KEDUA bendera itu
berkibar. Dan di atas untanya Nabi duduk dengan kepala tertunduk, “Fasabbih bihamdi Robbika wastaghfirh.” Matanya
menitikkan bening yang syahdu. Alloh memenangkannya hari ini. Dan kedua bendera
itu berkibar.
Di
salah satu sayap ada Sa’d ibn ‘Ubadah, membusungkan dada dengan penuh
kebanggaan. Tatapan matanya tajam berkilat. Hari ini, dengan keislamannya, ia merasa
mulia di hadapan Makkah yang tiba-tiba terasa kecil dan takluk pada wadya Madinah
yang dipimpinnya. “Hari ini adalah hari menangnya kebenaran dan hancurnya kebathilan,”
katanya.

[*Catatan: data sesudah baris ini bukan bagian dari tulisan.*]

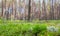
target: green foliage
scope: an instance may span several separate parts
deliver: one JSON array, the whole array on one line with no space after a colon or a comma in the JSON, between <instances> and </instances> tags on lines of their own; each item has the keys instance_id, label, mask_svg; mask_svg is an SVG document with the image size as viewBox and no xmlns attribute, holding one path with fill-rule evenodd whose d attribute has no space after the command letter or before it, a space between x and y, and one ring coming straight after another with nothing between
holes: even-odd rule
<instances>
[{"instance_id":1,"label":"green foliage","mask_svg":"<svg viewBox=\"0 0 60 36\"><path fill-rule=\"evenodd\" d=\"M40 32L43 32L43 31L46 31L46 25L42 25L42 24L35 24L33 26L33 33L40 33Z\"/></svg>"},{"instance_id":2,"label":"green foliage","mask_svg":"<svg viewBox=\"0 0 60 36\"><path fill-rule=\"evenodd\" d=\"M52 22L53 21L53 22ZM19 21L19 20L0 20L0 36L33 36L34 33L38 33L39 36L48 36L59 35L60 29L58 32L49 32L47 31L47 26L59 26L59 20L49 20L49 21L38 21L28 22L28 21ZM54 23L54 24L53 24ZM57 25L58 24L58 25Z\"/></svg>"}]
</instances>

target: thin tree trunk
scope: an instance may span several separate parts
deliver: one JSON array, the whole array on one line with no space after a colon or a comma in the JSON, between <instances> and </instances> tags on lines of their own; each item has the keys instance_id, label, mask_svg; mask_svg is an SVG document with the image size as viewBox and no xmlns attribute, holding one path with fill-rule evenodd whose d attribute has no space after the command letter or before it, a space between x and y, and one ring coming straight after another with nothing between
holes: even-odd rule
<instances>
[{"instance_id":1,"label":"thin tree trunk","mask_svg":"<svg viewBox=\"0 0 60 36\"><path fill-rule=\"evenodd\" d=\"M30 20L31 0L29 0L28 20Z\"/></svg>"},{"instance_id":2,"label":"thin tree trunk","mask_svg":"<svg viewBox=\"0 0 60 36\"><path fill-rule=\"evenodd\" d=\"M54 19L54 7L53 7L53 0L52 0L52 7L51 7L51 14L52 14L52 20Z\"/></svg>"},{"instance_id":3,"label":"thin tree trunk","mask_svg":"<svg viewBox=\"0 0 60 36\"><path fill-rule=\"evenodd\" d=\"M41 6L40 5L41 5L41 3L40 3L40 0L39 0L39 20L40 20L40 17L41 17L41 10L40 10Z\"/></svg>"},{"instance_id":4,"label":"thin tree trunk","mask_svg":"<svg viewBox=\"0 0 60 36\"><path fill-rule=\"evenodd\" d=\"M1 16L3 17L3 0L2 0L2 14L1 14Z\"/></svg>"}]
</instances>

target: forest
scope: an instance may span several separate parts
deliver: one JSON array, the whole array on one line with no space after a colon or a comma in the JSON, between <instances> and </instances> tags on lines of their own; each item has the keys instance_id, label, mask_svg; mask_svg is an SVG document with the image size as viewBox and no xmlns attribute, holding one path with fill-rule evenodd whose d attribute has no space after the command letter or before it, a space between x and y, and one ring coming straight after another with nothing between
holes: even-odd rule
<instances>
[{"instance_id":1,"label":"forest","mask_svg":"<svg viewBox=\"0 0 60 36\"><path fill-rule=\"evenodd\" d=\"M0 17L10 20L59 20L60 0L0 0Z\"/></svg>"},{"instance_id":2,"label":"forest","mask_svg":"<svg viewBox=\"0 0 60 36\"><path fill-rule=\"evenodd\" d=\"M60 36L60 0L0 0L0 36Z\"/></svg>"}]
</instances>

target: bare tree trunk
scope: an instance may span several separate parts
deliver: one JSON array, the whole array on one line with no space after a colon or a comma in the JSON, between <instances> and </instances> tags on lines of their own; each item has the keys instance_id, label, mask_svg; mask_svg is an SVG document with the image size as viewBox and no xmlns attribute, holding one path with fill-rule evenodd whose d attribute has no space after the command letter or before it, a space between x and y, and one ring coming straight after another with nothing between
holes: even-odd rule
<instances>
[{"instance_id":1,"label":"bare tree trunk","mask_svg":"<svg viewBox=\"0 0 60 36\"><path fill-rule=\"evenodd\" d=\"M46 7L45 7L45 0L43 0L43 3L42 3L42 19L43 20L46 20Z\"/></svg>"},{"instance_id":2,"label":"bare tree trunk","mask_svg":"<svg viewBox=\"0 0 60 36\"><path fill-rule=\"evenodd\" d=\"M53 0L52 0L52 6L51 6L51 17L52 20L54 19L54 6L53 6Z\"/></svg>"},{"instance_id":3,"label":"bare tree trunk","mask_svg":"<svg viewBox=\"0 0 60 36\"><path fill-rule=\"evenodd\" d=\"M57 15L58 15L58 12L57 12L57 3L56 3L56 0L55 0L55 3L54 3L54 20L57 20Z\"/></svg>"},{"instance_id":4,"label":"bare tree trunk","mask_svg":"<svg viewBox=\"0 0 60 36\"><path fill-rule=\"evenodd\" d=\"M14 14L14 18L15 18L15 20L16 20L16 0L14 1L14 6L15 6L15 14Z\"/></svg>"},{"instance_id":5,"label":"bare tree trunk","mask_svg":"<svg viewBox=\"0 0 60 36\"><path fill-rule=\"evenodd\" d=\"M51 1L50 1L50 3L51 3ZM51 20L54 19L53 0L52 0L52 4L50 5L50 19L51 19Z\"/></svg>"},{"instance_id":6,"label":"bare tree trunk","mask_svg":"<svg viewBox=\"0 0 60 36\"><path fill-rule=\"evenodd\" d=\"M40 0L39 0L39 20L40 20L40 18L41 18L41 2L40 2Z\"/></svg>"},{"instance_id":7,"label":"bare tree trunk","mask_svg":"<svg viewBox=\"0 0 60 36\"><path fill-rule=\"evenodd\" d=\"M5 5L6 5L6 11L5 11L5 13L6 13L6 19L8 20L9 19L9 1L7 1L7 0L5 0Z\"/></svg>"},{"instance_id":8,"label":"bare tree trunk","mask_svg":"<svg viewBox=\"0 0 60 36\"><path fill-rule=\"evenodd\" d=\"M1 16L3 17L3 0L2 0L2 14L1 14Z\"/></svg>"},{"instance_id":9,"label":"bare tree trunk","mask_svg":"<svg viewBox=\"0 0 60 36\"><path fill-rule=\"evenodd\" d=\"M13 20L15 19L15 3L14 3L15 0L12 1L12 5L13 5Z\"/></svg>"},{"instance_id":10,"label":"bare tree trunk","mask_svg":"<svg viewBox=\"0 0 60 36\"><path fill-rule=\"evenodd\" d=\"M30 20L31 0L29 0L28 20Z\"/></svg>"}]
</instances>

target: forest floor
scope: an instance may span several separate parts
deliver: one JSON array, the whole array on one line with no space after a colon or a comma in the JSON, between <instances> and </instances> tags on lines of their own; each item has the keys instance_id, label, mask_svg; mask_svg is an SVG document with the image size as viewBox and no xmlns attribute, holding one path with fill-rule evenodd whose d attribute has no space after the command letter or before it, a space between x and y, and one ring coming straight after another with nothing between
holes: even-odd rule
<instances>
[{"instance_id":1,"label":"forest floor","mask_svg":"<svg viewBox=\"0 0 60 36\"><path fill-rule=\"evenodd\" d=\"M0 36L59 36L60 20L0 20Z\"/></svg>"}]
</instances>

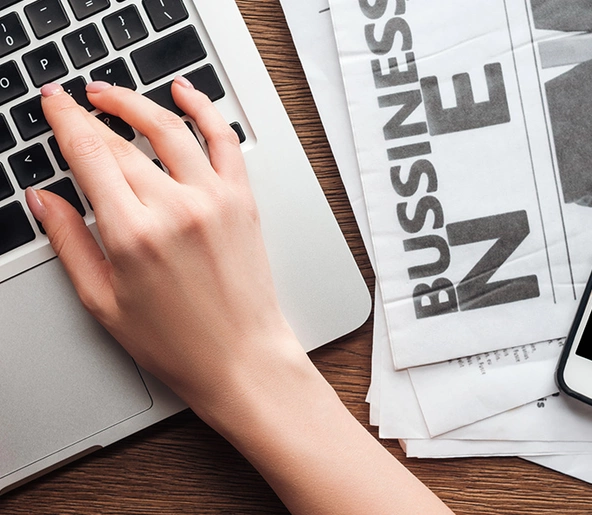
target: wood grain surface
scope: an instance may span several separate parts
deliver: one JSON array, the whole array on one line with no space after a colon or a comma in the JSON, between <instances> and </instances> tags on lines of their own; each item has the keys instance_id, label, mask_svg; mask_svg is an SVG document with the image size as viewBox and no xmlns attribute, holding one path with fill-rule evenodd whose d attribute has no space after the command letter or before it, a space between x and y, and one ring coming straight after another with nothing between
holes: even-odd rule
<instances>
[{"instance_id":1,"label":"wood grain surface","mask_svg":"<svg viewBox=\"0 0 592 515\"><path fill-rule=\"evenodd\" d=\"M237 3L372 290L372 270L279 2ZM376 435L364 400L371 341L370 320L311 356ZM397 442L382 443L459 515L592 514L592 486L518 458L408 460ZM188 411L0 498L2 515L184 513L288 512L250 464Z\"/></svg>"}]
</instances>

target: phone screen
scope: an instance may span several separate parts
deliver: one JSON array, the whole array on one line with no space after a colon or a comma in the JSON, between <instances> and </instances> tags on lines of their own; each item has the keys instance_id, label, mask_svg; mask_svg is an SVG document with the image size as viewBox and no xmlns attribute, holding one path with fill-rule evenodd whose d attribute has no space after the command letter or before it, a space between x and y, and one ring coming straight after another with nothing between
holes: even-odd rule
<instances>
[{"instance_id":1,"label":"phone screen","mask_svg":"<svg viewBox=\"0 0 592 515\"><path fill-rule=\"evenodd\" d=\"M576 354L582 358L592 360L592 319L589 318L586 328L580 338Z\"/></svg>"}]
</instances>

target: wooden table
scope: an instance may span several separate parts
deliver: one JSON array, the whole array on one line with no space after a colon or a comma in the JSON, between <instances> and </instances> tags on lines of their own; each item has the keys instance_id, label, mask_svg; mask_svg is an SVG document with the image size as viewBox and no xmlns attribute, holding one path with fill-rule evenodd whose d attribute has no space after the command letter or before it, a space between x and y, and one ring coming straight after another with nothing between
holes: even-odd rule
<instances>
[{"instance_id":1,"label":"wooden table","mask_svg":"<svg viewBox=\"0 0 592 515\"><path fill-rule=\"evenodd\" d=\"M373 289L368 257L279 2L238 4ZM311 356L347 407L376 434L368 426L364 401L371 341L370 320ZM407 460L396 441L383 443L457 514L592 514L592 486L518 458ZM240 454L187 411L7 494L0 498L0 513L235 515L287 510Z\"/></svg>"}]
</instances>

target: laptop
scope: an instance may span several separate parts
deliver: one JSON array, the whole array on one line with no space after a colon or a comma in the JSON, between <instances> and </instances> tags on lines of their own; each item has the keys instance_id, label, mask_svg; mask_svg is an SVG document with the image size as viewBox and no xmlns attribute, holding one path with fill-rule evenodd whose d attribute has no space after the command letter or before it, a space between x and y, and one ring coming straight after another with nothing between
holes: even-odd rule
<instances>
[{"instance_id":1,"label":"laptop","mask_svg":"<svg viewBox=\"0 0 592 515\"><path fill-rule=\"evenodd\" d=\"M156 159L140 134L93 110L84 85L123 85L179 112L169 93L176 74L207 93L240 137L280 303L305 349L370 313L233 0L0 0L0 494L186 407L84 311L24 201L27 186L47 188L95 230L40 110L42 84L61 83Z\"/></svg>"}]
</instances>

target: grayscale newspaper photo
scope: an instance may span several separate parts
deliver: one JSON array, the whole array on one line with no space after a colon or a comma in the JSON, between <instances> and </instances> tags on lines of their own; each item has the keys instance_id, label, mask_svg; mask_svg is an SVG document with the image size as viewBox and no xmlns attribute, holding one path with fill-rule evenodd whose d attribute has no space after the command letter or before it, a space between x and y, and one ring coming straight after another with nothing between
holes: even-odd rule
<instances>
[{"instance_id":1,"label":"grayscale newspaper photo","mask_svg":"<svg viewBox=\"0 0 592 515\"><path fill-rule=\"evenodd\" d=\"M397 369L564 337L592 269L590 3L330 4Z\"/></svg>"}]
</instances>

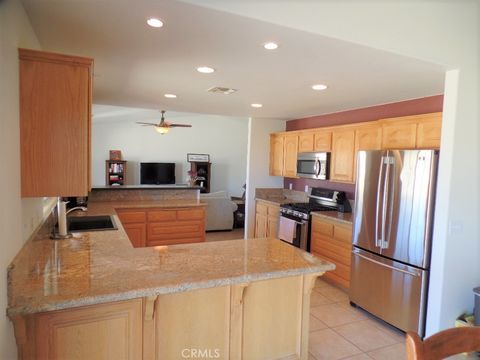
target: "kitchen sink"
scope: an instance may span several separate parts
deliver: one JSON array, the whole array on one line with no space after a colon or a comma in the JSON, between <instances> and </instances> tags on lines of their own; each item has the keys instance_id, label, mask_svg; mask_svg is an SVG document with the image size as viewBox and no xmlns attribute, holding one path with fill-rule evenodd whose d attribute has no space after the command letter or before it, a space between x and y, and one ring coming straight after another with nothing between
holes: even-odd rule
<instances>
[{"instance_id":1,"label":"kitchen sink","mask_svg":"<svg viewBox=\"0 0 480 360\"><path fill-rule=\"evenodd\" d=\"M69 232L118 230L110 215L72 216L67 218L67 227Z\"/></svg>"}]
</instances>

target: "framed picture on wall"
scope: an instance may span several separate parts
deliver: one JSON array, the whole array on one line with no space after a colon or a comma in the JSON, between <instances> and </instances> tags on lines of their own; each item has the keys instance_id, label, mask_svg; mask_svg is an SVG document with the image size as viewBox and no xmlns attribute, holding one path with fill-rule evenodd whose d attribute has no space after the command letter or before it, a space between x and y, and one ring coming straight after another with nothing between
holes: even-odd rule
<instances>
[{"instance_id":1,"label":"framed picture on wall","mask_svg":"<svg viewBox=\"0 0 480 360\"><path fill-rule=\"evenodd\" d=\"M122 152L120 150L110 150L110 160L122 160Z\"/></svg>"},{"instance_id":2,"label":"framed picture on wall","mask_svg":"<svg viewBox=\"0 0 480 360\"><path fill-rule=\"evenodd\" d=\"M210 162L209 154L187 154L188 162Z\"/></svg>"}]
</instances>

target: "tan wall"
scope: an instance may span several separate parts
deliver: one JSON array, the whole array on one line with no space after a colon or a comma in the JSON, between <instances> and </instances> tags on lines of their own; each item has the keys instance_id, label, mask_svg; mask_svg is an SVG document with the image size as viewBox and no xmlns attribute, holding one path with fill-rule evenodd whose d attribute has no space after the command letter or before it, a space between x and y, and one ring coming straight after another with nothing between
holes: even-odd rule
<instances>
[{"instance_id":1,"label":"tan wall","mask_svg":"<svg viewBox=\"0 0 480 360\"><path fill-rule=\"evenodd\" d=\"M52 199L20 198L19 96L17 48L40 44L19 0L0 2L0 354L15 359L7 307L7 266L50 211Z\"/></svg>"}]
</instances>

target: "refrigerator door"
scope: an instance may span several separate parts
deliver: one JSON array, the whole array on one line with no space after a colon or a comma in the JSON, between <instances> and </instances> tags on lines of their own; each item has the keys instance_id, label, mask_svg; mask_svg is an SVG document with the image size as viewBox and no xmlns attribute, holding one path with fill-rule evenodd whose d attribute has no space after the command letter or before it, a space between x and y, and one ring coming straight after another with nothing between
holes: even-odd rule
<instances>
[{"instance_id":1,"label":"refrigerator door","mask_svg":"<svg viewBox=\"0 0 480 360\"><path fill-rule=\"evenodd\" d=\"M389 150L387 157L380 253L428 268L438 152Z\"/></svg>"},{"instance_id":2,"label":"refrigerator door","mask_svg":"<svg viewBox=\"0 0 480 360\"><path fill-rule=\"evenodd\" d=\"M350 300L403 330L424 335L428 272L361 249L352 252Z\"/></svg>"},{"instance_id":3,"label":"refrigerator door","mask_svg":"<svg viewBox=\"0 0 480 360\"><path fill-rule=\"evenodd\" d=\"M353 226L353 245L380 253L382 206L387 151L359 151Z\"/></svg>"}]
</instances>

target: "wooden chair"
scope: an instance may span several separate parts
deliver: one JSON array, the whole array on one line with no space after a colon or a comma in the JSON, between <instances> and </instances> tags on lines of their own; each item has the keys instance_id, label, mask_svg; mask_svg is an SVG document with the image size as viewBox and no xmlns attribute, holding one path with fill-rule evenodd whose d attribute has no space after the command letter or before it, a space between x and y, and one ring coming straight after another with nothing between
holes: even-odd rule
<instances>
[{"instance_id":1,"label":"wooden chair","mask_svg":"<svg viewBox=\"0 0 480 360\"><path fill-rule=\"evenodd\" d=\"M463 352L480 351L480 327L461 327L441 331L424 341L407 333L408 360L438 360Z\"/></svg>"}]
</instances>

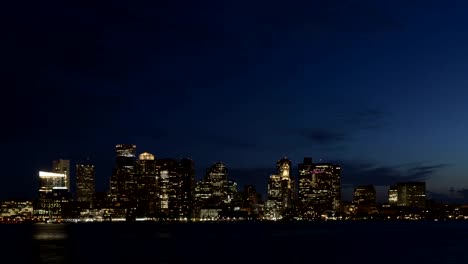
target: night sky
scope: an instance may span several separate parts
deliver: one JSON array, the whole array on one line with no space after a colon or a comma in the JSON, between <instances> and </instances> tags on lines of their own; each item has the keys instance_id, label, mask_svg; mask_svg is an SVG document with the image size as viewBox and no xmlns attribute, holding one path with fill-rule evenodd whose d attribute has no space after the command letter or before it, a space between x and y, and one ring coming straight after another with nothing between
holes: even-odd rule
<instances>
[{"instance_id":1,"label":"night sky","mask_svg":"<svg viewBox=\"0 0 468 264\"><path fill-rule=\"evenodd\" d=\"M411 2L411 3L409 3ZM0 198L118 143L223 161L262 192L283 156L355 184L468 187L466 1L8 1ZM453 187L453 192L449 189ZM467 196L468 197L468 196Z\"/></svg>"}]
</instances>

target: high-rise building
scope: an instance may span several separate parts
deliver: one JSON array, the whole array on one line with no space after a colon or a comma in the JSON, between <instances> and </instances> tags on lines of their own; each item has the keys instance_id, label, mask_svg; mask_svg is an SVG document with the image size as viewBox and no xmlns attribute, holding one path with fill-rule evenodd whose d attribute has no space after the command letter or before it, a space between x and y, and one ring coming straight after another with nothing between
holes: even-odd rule
<instances>
[{"instance_id":1,"label":"high-rise building","mask_svg":"<svg viewBox=\"0 0 468 264\"><path fill-rule=\"evenodd\" d=\"M76 195L79 202L91 202L95 192L94 165L89 162L76 164Z\"/></svg>"},{"instance_id":2,"label":"high-rise building","mask_svg":"<svg viewBox=\"0 0 468 264\"><path fill-rule=\"evenodd\" d=\"M39 172L39 197L34 203L34 215L42 220L60 219L65 204L70 202L70 192L66 187L66 174Z\"/></svg>"},{"instance_id":3,"label":"high-rise building","mask_svg":"<svg viewBox=\"0 0 468 264\"><path fill-rule=\"evenodd\" d=\"M376 203L374 185L361 185L354 188L353 204L373 206Z\"/></svg>"},{"instance_id":4,"label":"high-rise building","mask_svg":"<svg viewBox=\"0 0 468 264\"><path fill-rule=\"evenodd\" d=\"M289 159L282 158L276 162L276 175L281 179L282 207L284 209L291 207L295 197L295 188L294 179L291 175L291 161Z\"/></svg>"},{"instance_id":5,"label":"high-rise building","mask_svg":"<svg viewBox=\"0 0 468 264\"><path fill-rule=\"evenodd\" d=\"M175 159L158 159L159 167L159 213L164 218L175 218L179 205L178 186L179 179L178 161Z\"/></svg>"},{"instance_id":6,"label":"high-rise building","mask_svg":"<svg viewBox=\"0 0 468 264\"><path fill-rule=\"evenodd\" d=\"M70 186L70 160L54 160L52 161L52 172L65 174L65 187L71 191Z\"/></svg>"},{"instance_id":7,"label":"high-rise building","mask_svg":"<svg viewBox=\"0 0 468 264\"><path fill-rule=\"evenodd\" d=\"M304 218L317 218L336 212L341 202L341 167L329 163L312 163L305 158L299 164L299 202Z\"/></svg>"},{"instance_id":8,"label":"high-rise building","mask_svg":"<svg viewBox=\"0 0 468 264\"><path fill-rule=\"evenodd\" d=\"M223 163L217 162L207 169L205 182L211 184L213 198L217 198L220 202L228 199L226 188L228 183L228 169Z\"/></svg>"},{"instance_id":9,"label":"high-rise building","mask_svg":"<svg viewBox=\"0 0 468 264\"><path fill-rule=\"evenodd\" d=\"M159 190L164 215L177 220L189 219L193 211L193 160L164 159L158 160L158 164L161 167Z\"/></svg>"},{"instance_id":10,"label":"high-rise building","mask_svg":"<svg viewBox=\"0 0 468 264\"><path fill-rule=\"evenodd\" d=\"M138 156L135 168L137 179L137 215L155 217L159 210L159 169L153 154L143 152Z\"/></svg>"},{"instance_id":11,"label":"high-rise building","mask_svg":"<svg viewBox=\"0 0 468 264\"><path fill-rule=\"evenodd\" d=\"M398 189L396 186L390 186L388 189L388 203L390 205L397 205L398 203Z\"/></svg>"},{"instance_id":12,"label":"high-rise building","mask_svg":"<svg viewBox=\"0 0 468 264\"><path fill-rule=\"evenodd\" d=\"M138 214L138 181L135 177L136 146L118 144L115 146L115 154L109 193L113 209L112 217L133 221Z\"/></svg>"},{"instance_id":13,"label":"high-rise building","mask_svg":"<svg viewBox=\"0 0 468 264\"><path fill-rule=\"evenodd\" d=\"M200 218L201 209L208 205L213 197L211 183L204 180L196 182L193 196L193 216Z\"/></svg>"},{"instance_id":14,"label":"high-rise building","mask_svg":"<svg viewBox=\"0 0 468 264\"><path fill-rule=\"evenodd\" d=\"M191 218L193 215L193 189L195 185L195 163L192 159L181 159L178 164L179 178L173 181L177 189L178 205L175 210L178 218Z\"/></svg>"},{"instance_id":15,"label":"high-rise building","mask_svg":"<svg viewBox=\"0 0 468 264\"><path fill-rule=\"evenodd\" d=\"M110 180L110 196L116 206L130 201L137 190L135 179L136 146L118 144L115 146L115 167Z\"/></svg>"},{"instance_id":16,"label":"high-rise building","mask_svg":"<svg viewBox=\"0 0 468 264\"><path fill-rule=\"evenodd\" d=\"M265 204L265 218L267 220L279 220L282 218L283 185L279 175L270 175L268 180L268 197Z\"/></svg>"},{"instance_id":17,"label":"high-rise building","mask_svg":"<svg viewBox=\"0 0 468 264\"><path fill-rule=\"evenodd\" d=\"M426 207L426 183L402 182L397 184L398 206Z\"/></svg>"},{"instance_id":18,"label":"high-rise building","mask_svg":"<svg viewBox=\"0 0 468 264\"><path fill-rule=\"evenodd\" d=\"M67 189L64 173L39 172L39 195L52 192L54 189Z\"/></svg>"}]
</instances>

Bendera yang dihela tangan kanannya mengembang, tegak, dan gagah. Bendera
yang berdarah-darah melindungi risalah, membela persaudaraan, dan kini mengantarnya
pada sebuah kemenangan; bendera Anshor.
Pada
sayap yang lain, Az-Zubair ibn Al-‘Awwam duduk khidmat di atas kudanya. Berjuta
rasa berkecamuk di dadanya. Pada Makkah, kota dengan selaksa kenangan baginya. Bayangan
kanak-kanaknya yang penuh tawa berselebat dengan bayangan darah dan air mata
saat ia dan sejawatnya menegakkan Islam pertama kali, di sana, di titik itu yang
kini sedang ditatapnya dengan berkaca-kaca, di dekat Ka’bah yang mulia. Bendera
yang dipegangnya meliuk-liuk rindu, bergetar oleh angin nostalgi yang tak
terkatakan. Bendera itu, bendera yang menyertai Nabi sejak mula dia didustakan kaumnya,
bendera yang terusir dari tanah yang dicintainya, bendera Muhajirin.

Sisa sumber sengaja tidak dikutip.